Maximize insights from One AI by refining your model.
Jump to the Video - Refining ML Models for Beginners
While One AI is designed to take the guesswork out of creating a solid model, you’re unlikely to achieve perfection without some refinement and iteration. By leveraging How to Create a Voluntary Attrition Risk Model in One AI or creating your own model , it’s really not too difficult to achieve a good baseline model.
Let’s pick up from How to Create a Voluntary Attrition Risk Model in One AI and go through a few strategies for maximizing the value derived from One AI.
Suggested strategies to try include;
Expand the train/test data to include more history
If you’re using a Recipe to create your model, the default amount of history used to train and test the model is one year. You can change this setting to see if it will significantly boost performance of the model, but the tradeoff is the further you go back in history, the more your organization differs from its current state. You will need to factor in the age of your organization and consider how much it has changed over the past few years. For an organization that has existed for less than say four years or one that has recently experienced significant change, less history may be better. In our experience at One Model, one or two years is the sweet spot, but for many companies, it’s useful to try both and see which yields the best results.

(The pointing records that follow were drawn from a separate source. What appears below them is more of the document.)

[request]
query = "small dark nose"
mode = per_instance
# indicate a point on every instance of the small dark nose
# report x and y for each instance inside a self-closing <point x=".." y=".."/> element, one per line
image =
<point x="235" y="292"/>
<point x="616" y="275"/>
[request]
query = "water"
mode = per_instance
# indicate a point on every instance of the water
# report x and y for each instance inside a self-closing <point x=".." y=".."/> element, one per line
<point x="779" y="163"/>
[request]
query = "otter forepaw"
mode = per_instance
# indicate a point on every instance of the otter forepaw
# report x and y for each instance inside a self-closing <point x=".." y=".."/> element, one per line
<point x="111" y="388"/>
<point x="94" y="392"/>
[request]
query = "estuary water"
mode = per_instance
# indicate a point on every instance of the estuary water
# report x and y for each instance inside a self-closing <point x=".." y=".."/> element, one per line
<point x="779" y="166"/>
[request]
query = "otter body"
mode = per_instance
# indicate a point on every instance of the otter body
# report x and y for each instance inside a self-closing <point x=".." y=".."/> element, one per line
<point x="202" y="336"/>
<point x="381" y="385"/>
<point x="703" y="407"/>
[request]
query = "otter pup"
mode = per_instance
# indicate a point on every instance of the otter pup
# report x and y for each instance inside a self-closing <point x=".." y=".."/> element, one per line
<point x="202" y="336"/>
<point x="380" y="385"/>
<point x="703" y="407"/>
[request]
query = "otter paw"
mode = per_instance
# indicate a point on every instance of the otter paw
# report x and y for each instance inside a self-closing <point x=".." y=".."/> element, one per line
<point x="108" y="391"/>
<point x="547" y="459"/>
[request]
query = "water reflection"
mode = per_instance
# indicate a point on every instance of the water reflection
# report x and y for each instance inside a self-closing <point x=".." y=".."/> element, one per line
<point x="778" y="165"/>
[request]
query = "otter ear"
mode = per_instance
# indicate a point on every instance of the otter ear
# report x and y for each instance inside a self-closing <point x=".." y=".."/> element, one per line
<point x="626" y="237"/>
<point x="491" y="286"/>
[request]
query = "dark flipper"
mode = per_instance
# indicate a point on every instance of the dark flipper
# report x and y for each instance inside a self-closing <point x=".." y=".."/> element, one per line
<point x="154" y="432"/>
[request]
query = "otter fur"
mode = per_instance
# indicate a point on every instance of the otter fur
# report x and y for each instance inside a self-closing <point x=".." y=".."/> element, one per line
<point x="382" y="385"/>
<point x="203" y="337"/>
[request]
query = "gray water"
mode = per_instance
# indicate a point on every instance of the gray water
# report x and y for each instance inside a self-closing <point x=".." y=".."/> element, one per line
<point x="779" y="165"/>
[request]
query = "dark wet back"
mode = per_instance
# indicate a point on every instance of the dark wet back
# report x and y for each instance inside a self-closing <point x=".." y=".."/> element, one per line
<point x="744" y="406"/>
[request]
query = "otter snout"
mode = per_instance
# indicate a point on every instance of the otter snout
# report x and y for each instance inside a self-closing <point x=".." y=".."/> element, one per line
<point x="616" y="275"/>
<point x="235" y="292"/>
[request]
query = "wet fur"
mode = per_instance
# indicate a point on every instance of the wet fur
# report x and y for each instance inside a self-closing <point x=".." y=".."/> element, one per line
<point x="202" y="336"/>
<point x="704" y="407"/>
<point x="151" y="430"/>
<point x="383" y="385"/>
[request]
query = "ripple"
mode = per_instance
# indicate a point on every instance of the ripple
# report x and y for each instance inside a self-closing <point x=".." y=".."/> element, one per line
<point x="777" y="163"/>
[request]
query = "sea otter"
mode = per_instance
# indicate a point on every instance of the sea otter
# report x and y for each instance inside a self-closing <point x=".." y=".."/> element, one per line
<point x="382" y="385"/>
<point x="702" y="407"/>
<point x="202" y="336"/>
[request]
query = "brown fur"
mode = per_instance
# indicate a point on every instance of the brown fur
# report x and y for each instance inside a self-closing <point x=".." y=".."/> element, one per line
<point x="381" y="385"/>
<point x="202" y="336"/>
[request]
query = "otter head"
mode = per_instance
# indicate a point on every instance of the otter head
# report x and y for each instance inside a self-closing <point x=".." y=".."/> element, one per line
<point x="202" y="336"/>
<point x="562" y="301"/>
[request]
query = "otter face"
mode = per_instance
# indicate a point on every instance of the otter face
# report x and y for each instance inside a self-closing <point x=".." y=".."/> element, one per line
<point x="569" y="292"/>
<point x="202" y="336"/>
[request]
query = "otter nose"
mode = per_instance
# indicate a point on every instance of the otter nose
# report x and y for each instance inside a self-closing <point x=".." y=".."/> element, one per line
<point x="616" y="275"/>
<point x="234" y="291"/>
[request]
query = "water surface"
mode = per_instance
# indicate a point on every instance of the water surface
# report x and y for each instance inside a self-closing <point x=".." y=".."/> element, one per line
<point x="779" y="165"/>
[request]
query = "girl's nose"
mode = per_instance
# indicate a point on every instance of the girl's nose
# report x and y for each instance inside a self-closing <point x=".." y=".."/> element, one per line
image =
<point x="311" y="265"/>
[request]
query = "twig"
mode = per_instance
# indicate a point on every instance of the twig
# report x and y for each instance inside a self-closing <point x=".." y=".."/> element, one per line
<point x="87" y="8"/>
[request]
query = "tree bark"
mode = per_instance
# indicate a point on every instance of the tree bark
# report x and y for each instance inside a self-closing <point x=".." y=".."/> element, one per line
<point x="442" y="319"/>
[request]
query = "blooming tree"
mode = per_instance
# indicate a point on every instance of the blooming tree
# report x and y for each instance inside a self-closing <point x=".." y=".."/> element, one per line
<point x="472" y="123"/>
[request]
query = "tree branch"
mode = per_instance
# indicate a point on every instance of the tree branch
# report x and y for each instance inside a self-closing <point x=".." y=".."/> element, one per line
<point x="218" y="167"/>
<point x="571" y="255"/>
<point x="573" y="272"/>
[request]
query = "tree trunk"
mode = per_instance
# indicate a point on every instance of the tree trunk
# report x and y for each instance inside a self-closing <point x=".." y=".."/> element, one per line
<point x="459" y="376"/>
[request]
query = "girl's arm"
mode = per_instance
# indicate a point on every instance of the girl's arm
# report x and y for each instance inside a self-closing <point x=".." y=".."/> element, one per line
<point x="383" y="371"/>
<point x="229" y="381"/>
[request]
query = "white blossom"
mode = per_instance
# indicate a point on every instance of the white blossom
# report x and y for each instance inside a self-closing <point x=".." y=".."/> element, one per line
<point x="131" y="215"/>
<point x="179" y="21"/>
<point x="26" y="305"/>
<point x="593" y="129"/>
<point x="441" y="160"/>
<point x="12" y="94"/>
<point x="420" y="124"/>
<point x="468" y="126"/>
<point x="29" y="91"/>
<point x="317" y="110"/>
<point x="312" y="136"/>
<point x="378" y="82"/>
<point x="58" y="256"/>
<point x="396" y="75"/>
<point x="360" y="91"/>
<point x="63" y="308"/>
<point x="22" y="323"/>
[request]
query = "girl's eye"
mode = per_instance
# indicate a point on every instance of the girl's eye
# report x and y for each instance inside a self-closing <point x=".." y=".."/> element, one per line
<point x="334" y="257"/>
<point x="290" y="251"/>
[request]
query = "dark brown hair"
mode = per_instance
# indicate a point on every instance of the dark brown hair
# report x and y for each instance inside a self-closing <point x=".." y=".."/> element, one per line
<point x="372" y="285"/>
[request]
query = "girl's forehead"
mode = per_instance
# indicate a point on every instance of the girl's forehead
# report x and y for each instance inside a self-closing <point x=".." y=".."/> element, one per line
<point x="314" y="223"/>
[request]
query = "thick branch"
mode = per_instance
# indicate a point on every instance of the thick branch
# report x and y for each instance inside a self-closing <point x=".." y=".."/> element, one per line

Steps to expand or reduce the train/test data:
- Select One AI from the top navigation bar
- Find your model in the list and select Edit
- Select Configure One AI Recipe
- Expand the How much history do you want to use to train your predictive model? question
- Change the Number of Training Intervals
- Select the Save icon at the top right
- This will bring you back to Augmentation Configuration
- Scroll to the bottom of the Augmentation Configuration screen and select Save
- Re-run the Augmentation
- Review the results in the Results Summary report.
Create separate models for different parts of the organization
Since behaviors can vary in different parts of an organization, it can be useful to create individual models for those different areas. While knowing attrition risk factors for an entire organization is useful, it’s not the whole story. For example, in a retail company, the attributes that drive attrition for employees who work in the retail outlets might differ significantly from those that drive attrition in an office environment like headquarters. Creating multiple models is made easy by copying completed recipes to new augmentations in One AI.
Steps to create a separate model from an existing augmentation:
- Go to Data menu in the navigation bar
- Select Augmentations
- Select the + Add Machine Learning Model button at the upper right
- Assign a descriptive name for example “Attrition Risk - Finance” or “Attrition Risk - Retail Associates” . You can name this whatever you like but just remember that you can change or modify the name after the augmentation has been created.
- For Using Data From options, select One AI Recipe
- From the Select an Existing Augmentation dropdown, select the original Augmentation and Copy Existing One AI Recipe
- Select Configure One AI Recipe
- Expand the What Headcount do you wish to make predictions for? question (or Define Population in Advanced view)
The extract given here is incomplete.